Freeth, Abraham

Abraham Freeth first appeared in a census in 1891. He was living with his family in Wednesbury Staffordshire. His father (and head of household) was Joseph Freeth a 30 year old ‘Puddler’. His wife was Jane 29 and the two children were Abraham 5 and Sara 3. There was a boarder also confusingly named Abraham Freeth who was a 23 year old blacksmith. (Was he a relative?) (The enumerator had misspelt Freeth and recorded it as Freet)

The next census of 1901 finds the family still in Wednesbury. Joseph was 41 and still an ‘iron worker puddler’. His wife Jane was 35 and their children were Abraham 15 a labourer, Sarah 13, Joseph 7 and Elsie M 3.

In the 1911 census we learn that Abraham had done what many people had done.

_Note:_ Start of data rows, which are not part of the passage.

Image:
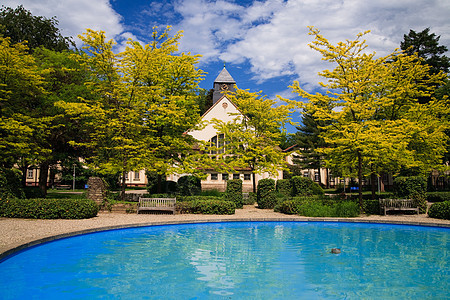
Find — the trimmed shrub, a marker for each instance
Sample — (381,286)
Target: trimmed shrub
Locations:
(440,210)
(266,195)
(234,192)
(10,186)
(251,199)
(406,186)
(284,187)
(304,186)
(313,207)
(189,185)
(207,207)
(438,196)
(48,208)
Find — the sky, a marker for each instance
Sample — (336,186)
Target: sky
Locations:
(263,43)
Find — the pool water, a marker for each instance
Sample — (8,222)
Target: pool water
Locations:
(236,260)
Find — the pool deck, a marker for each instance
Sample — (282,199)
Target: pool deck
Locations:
(18,234)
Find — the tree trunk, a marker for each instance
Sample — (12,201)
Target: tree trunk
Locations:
(373,182)
(122,193)
(360,181)
(158,184)
(43,175)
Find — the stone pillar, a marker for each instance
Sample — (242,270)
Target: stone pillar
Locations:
(96,189)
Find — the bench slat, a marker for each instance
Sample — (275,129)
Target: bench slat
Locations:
(164,204)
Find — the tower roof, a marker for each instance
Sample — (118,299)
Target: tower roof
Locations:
(224,77)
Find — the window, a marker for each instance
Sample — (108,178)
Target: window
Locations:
(217,144)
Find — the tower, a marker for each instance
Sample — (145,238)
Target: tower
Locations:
(223,83)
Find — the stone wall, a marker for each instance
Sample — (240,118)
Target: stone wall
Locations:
(96,189)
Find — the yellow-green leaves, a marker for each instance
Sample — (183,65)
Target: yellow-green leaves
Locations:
(372,110)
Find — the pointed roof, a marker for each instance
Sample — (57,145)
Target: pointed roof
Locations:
(224,77)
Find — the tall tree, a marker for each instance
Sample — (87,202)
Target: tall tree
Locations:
(426,46)
(375,122)
(251,140)
(144,105)
(308,141)
(36,31)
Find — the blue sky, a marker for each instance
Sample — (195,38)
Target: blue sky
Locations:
(264,43)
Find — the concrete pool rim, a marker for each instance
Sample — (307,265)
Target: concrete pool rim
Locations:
(16,250)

He had moved to Deeside to work at the John Summers iron works. He was a boarder, lodging with a family that also hailed from Wednesbury. William Henry Campden 40 and his wife Harriet Eliza lived at 53 Brook Road Shotton with their 7 children. Abraham Freeth, who was then 24, single and an ironworker was their boarder.

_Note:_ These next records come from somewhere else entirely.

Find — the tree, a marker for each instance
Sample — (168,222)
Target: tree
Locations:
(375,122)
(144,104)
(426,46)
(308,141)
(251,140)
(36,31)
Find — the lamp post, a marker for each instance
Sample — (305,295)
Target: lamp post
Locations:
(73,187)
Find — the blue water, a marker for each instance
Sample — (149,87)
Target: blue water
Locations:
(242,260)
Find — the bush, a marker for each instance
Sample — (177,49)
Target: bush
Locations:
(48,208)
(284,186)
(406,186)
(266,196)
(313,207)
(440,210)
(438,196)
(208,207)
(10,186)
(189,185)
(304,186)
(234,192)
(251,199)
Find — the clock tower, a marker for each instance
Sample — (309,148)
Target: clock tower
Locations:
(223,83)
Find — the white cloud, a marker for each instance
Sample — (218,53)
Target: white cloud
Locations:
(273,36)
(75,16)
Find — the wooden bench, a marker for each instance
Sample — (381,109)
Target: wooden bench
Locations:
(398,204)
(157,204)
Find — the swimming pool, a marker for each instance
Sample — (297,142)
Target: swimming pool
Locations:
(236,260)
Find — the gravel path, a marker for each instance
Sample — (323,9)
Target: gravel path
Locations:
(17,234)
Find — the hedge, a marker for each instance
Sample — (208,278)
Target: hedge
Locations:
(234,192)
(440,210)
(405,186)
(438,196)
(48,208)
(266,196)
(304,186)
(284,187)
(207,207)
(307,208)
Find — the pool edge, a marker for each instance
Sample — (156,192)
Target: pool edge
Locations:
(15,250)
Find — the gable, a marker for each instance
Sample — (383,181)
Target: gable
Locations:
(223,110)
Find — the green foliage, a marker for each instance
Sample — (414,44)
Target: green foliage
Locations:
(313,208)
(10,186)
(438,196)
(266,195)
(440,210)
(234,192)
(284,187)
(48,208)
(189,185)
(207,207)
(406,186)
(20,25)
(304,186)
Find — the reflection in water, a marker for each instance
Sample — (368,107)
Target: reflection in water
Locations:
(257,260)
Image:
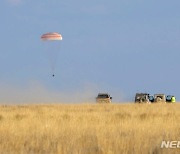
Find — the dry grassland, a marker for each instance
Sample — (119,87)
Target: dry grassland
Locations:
(88,129)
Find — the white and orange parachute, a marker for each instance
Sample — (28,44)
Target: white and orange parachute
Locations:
(52,44)
(51,37)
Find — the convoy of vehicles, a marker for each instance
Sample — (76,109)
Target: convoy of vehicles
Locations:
(139,98)
(157,98)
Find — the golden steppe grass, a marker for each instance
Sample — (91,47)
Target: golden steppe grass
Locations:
(88,128)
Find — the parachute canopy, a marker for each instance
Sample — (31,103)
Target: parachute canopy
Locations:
(51,37)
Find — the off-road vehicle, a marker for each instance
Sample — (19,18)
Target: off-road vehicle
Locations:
(159,98)
(142,98)
(103,98)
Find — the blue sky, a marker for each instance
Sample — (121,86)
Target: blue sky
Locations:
(119,46)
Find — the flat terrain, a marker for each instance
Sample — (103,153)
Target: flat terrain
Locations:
(88,128)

Abraham’s Army Service record survives and is accessible on It tells us that he enlisted in Wrexham on 11th August 1914 when he was 28 years old. It confirms the regimental details above and says he was 5.6″ tall, weighed 151 lbs had a sallow complexion blue eyes and light brown hair. He had 2 scars on the right side of his back. His religion was C of E. His father’s address was 2 Queens St, Old Moxley, New Wednesbury, Staffs.

His records say that his military service began ‘at home’ where he served until 27th June 1915 (321 days) Then he served as part of the Mediterranean Expeditionary Force from 28th June until his death on 18th April 1916 (297 days).

There is correspondence between the army and Abraham’s father regarding possessions and medals.

Abraham Freeth in the UK, Army Registers of Soldiers’ Effects, 1901-1929 tell us about his money – £1. 0s 0d and £4. 0s 0d was “R.P. to recharge” on the 24th June 1916.   His sole Legatee was his father Joseph who was paid £21. 3s 0d on the 8th December 1916 and his War Gratuity of £10. 10s 0d. on the 17th September 1919

The records state that he ‘died of wounds’.  Mr Alun Freeth of Garden City told me a family story about Abraham and how he died.   Alun’s father told him that Abraham was a “bomb thrower” and was injured when his bottom jaw was blown away and he starved to death, Arthur Leighton who had the Station Hotel in Shotton and was a friend of Abraham’s said that Abraham was a very strong man and could bite a penny in half, Arthur showed Alun’s father  half a penny and said that the other half was in Abraham’s pocket!   Many thanks to Mr Alun Freeth for this insight into his family history.

A list of relatives indicates that most of his family remained in Staffordshire but his brother Joseph had also moved to Shotton.

War Diary of the 8th Bn Royal Welsh Fusiliers for the 26th September 1915 19.30

Serjt. FREETH with small party sent to occupy houses in front of fire or (five) trenches, but failed, Serjt. FREETH being slightly wounded.   The houses were subsequently occupied about midnight by the same party under 2d? Corpl BARNEY.   About midnight search party successfully recovered the body of Lt. SPENCER who had been shot through the head.

UK soldiers who Died in The Great War 1914-19 accessible on confirms all the regimental details above as does his medal card.

There is an index card for Abraham in the Flintshire Roll of Honour in the County Record Office at Hawarden. The address given is 53 Brook Road Shotton and confirms his rank and regiment but gives his number as 11511 which is not quite the same as on all other sources. It says he was killed on 9th April 1916 but all other sources say 18th April. The card was signed by Joseph Freeth on 4th January 1921. (This was probably his brother who was living locally).

Abraham was named on 2 other memorials – the Hawarden Memorial and the memorial screen at St Ethelwold’s Church, where his name is spelt Frieth on St. Ethelwolds.   Somebody made an effort to ensure he was remembered.